Trainerin, Schiedsrichterin, Neu-Nationalspielerin – und nun auch noch Olympia-Kandidatin? Jana Berg vom Bundesligisten ABV Stuttgart ist in ihrer Sportart Lacrosse eine Allesmacherin.
Harald Landwehr
Das große Ziel heißt „Los Angeles 2028“. Bei den olympischen Sommerspielen in sechs Jahren will die Sportart Lacrosse wieder zum Programm des größten Sportereignisses der Welt gehören. Letztmals war das im Jahr 1908 in London der Fall. Die Chancen für die Rückkehr stehen nicht schlecht, schließlich gibt es in den USA und auch im Lacrosse-Ursprungsland Kanada mit verschiedenen Profi- und Collegeligen die entsprechenden TV-Märkte. Ob Jana Berg vom Degerlocher Bundesligisten ABV Stuttgart dann noch dabei wäre, ist fraglich, schließlich wird sie bis dahin 35 Jahre alt sein – ein bereits fortgeschritteneres Alter für Leistungssport. Den Traum von einer Teilnahme hat die Mittelfeldspielerin jedoch, immerhin gehört sie zu den Pionierinnen im neu entwickelten Format „Lacrosse Sixes“, einer Abwandlung des Originals, mit der der Weltverband ähnlich dem Vorbild Rugby die Chancen für eine Aufnahme erhöhen will.

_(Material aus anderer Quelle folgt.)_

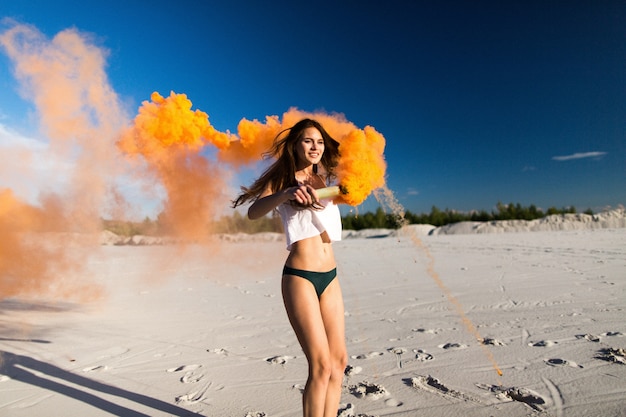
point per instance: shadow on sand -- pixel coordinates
(32, 371)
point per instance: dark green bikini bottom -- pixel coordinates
(320, 280)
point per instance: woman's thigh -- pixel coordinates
(305, 316)
(333, 315)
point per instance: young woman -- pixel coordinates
(305, 161)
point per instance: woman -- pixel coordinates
(305, 161)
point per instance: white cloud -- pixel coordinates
(580, 155)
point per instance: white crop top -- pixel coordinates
(301, 224)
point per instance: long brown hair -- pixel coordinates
(282, 173)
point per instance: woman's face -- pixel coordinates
(310, 147)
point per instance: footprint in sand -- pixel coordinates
(193, 397)
(185, 368)
(219, 351)
(589, 337)
(368, 390)
(429, 331)
(493, 342)
(543, 343)
(615, 355)
(96, 368)
(348, 410)
(367, 355)
(191, 373)
(523, 395)
(561, 362)
(279, 360)
(422, 356)
(433, 385)
(453, 346)
(352, 370)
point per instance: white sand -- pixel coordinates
(205, 332)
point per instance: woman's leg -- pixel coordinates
(303, 310)
(331, 305)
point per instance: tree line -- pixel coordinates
(379, 219)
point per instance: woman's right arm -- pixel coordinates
(268, 201)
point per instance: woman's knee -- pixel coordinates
(321, 368)
(339, 366)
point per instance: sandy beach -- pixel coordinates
(201, 329)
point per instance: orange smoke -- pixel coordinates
(83, 176)
(79, 113)
(169, 135)
(361, 167)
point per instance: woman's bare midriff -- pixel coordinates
(312, 254)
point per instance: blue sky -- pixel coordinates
(480, 102)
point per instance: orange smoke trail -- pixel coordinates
(386, 198)
(453, 300)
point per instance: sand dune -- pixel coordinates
(202, 331)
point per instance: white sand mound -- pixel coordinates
(608, 220)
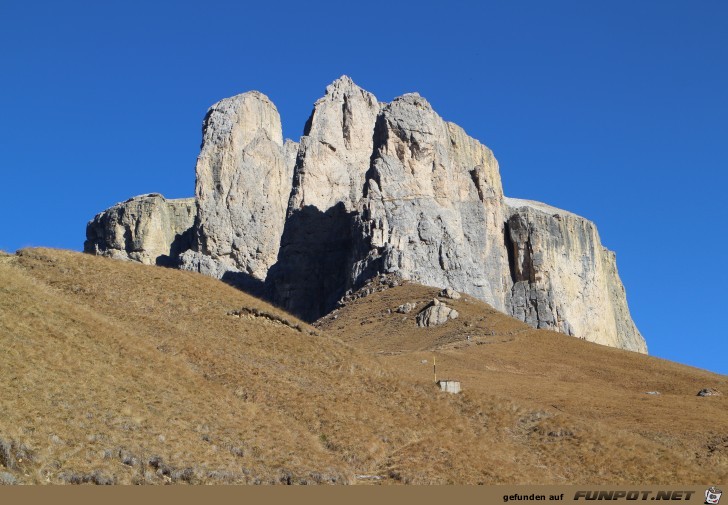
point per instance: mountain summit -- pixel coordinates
(370, 188)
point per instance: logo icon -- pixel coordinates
(712, 495)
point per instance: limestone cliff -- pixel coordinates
(333, 157)
(243, 181)
(371, 188)
(433, 205)
(564, 279)
(148, 228)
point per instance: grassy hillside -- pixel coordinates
(114, 372)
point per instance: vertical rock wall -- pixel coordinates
(148, 228)
(370, 188)
(433, 210)
(564, 279)
(242, 186)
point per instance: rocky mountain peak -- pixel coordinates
(374, 188)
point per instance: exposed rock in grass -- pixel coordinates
(436, 313)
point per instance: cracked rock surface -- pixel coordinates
(148, 228)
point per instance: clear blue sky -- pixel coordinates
(615, 110)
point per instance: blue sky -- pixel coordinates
(616, 110)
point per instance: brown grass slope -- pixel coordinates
(594, 421)
(119, 372)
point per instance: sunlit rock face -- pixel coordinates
(371, 188)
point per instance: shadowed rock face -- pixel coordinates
(564, 279)
(148, 228)
(375, 188)
(333, 156)
(433, 209)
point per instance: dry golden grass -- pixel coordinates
(586, 414)
(119, 372)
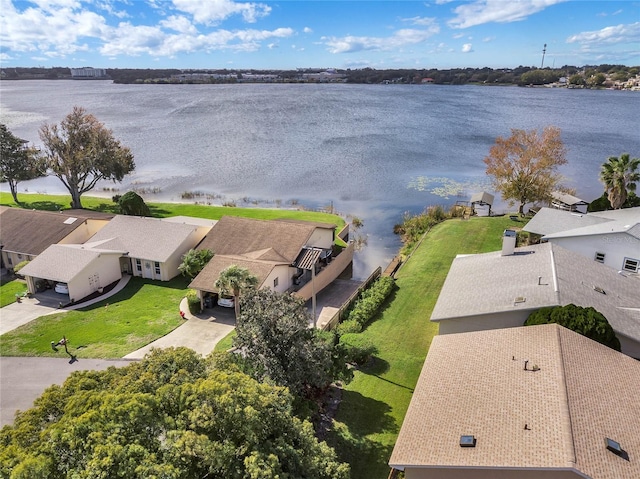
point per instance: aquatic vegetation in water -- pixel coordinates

„Die Variante Sixes hat weniger Spieler, eine kürzere Spielzeit und ist noch schneller und dynamischer. Das soll das Internationale Olympische Komitee überzeugen“, sagt Berg, die Lehrerin am Heidehofgymnasium im Stuttgarter Osten ist. Im November wurde sie als einzige Stuttgarterin in den 15-köpfigen Premierenkader der deutschen Nationalmannschaft für Lacrosse-Sixes berufen. Das erste Turnier hat das neu zusammengestellte Team Ende Februar in Portugal erfolgreich hinter sich gebracht. Erst im Halbfinale wurden Berg und Co. von den im klassischen Feld-Lacrosse dominierenden Engländerinnen gestoppt.
„Es hat sich gut angefühlt. Wir sind als Mannschaft gleich zu einer verschworenen Einheit zusammengewachsen. Mit mehr Spielen und mehr Erfahrung können wir da einiges erreichen“, sagt die Wahl-Stuttgarterin, die bereits in der Hauptvariante mit zehn Spielerinnen mehrere Nationalehrgänge absolviert hat, zu einem großen internationalen Turnier aber noch nicht eingeladen war. Auf eine Bewährungsprobe bei einer Welt- oder Europameisterschaft wird sie freilich auch mit dem Sechserteam noch etwas warten müssen. Die Terminierung für die nächsten Jahre steht noch aus. Und bei den World Games, den Weltspielen der nicht-olympischen Sportarten im Juli im US-amerikanischen Birmingham, sind nur die deutschen Männer dabei.
„Die ersten zehn der letzten Lacrosse-WM sind qualifiziert, und da waren unsere deutschen Frauen leider nicht darunter“, sagt Berg, die sich mit ihren Kolleginnen aber an Ostern bei einem Nationalmannschaftslehrgang in Nürnberg trifft und sich dann auch im Mai in Dresden bei der so genannten „Lacrosse Convention“ präsentieren darf, bei der sich Spieler, Trainer, Fans und Medienvertreter aus der ganzen Welt zum Austausch treffen.
Zuvor aber stehen für die ehemalige deutsche Juniorenmeisterin im Tanzsport, die in Mühlheim an der Ruhr aufgewachsen ist und die während ihres Studiums erstmals mit Lacrosse konfrontiert wurde, heiße Wochen mit dem Bundesliga-Team von der Waldau auf dem Programm. Die 29-Jährige ist bei ihrem Verein Leistungsträgerin, dazu eine von drei Kapitäninnen, die sich momentan mangels eines festen Trainers das Amt der Spielertrainerin teilen. Darüber hinaus fungiert Berg als Nachwuchscoach und Schiedsrichterin in der Bundesliga. „Demnächst werde ich an meiner Schule auch noch eine Lacrosse-AG einrichten und Schülerinnen mit ins Training zum ABV nehmen. Leider hat die fast zweijährige Spielpause durch Corona speziell im weiblichen Bereich einen Schwund bewirkt. Das müssen wir jetzt wieder aufholen“, sagt Jana Berg.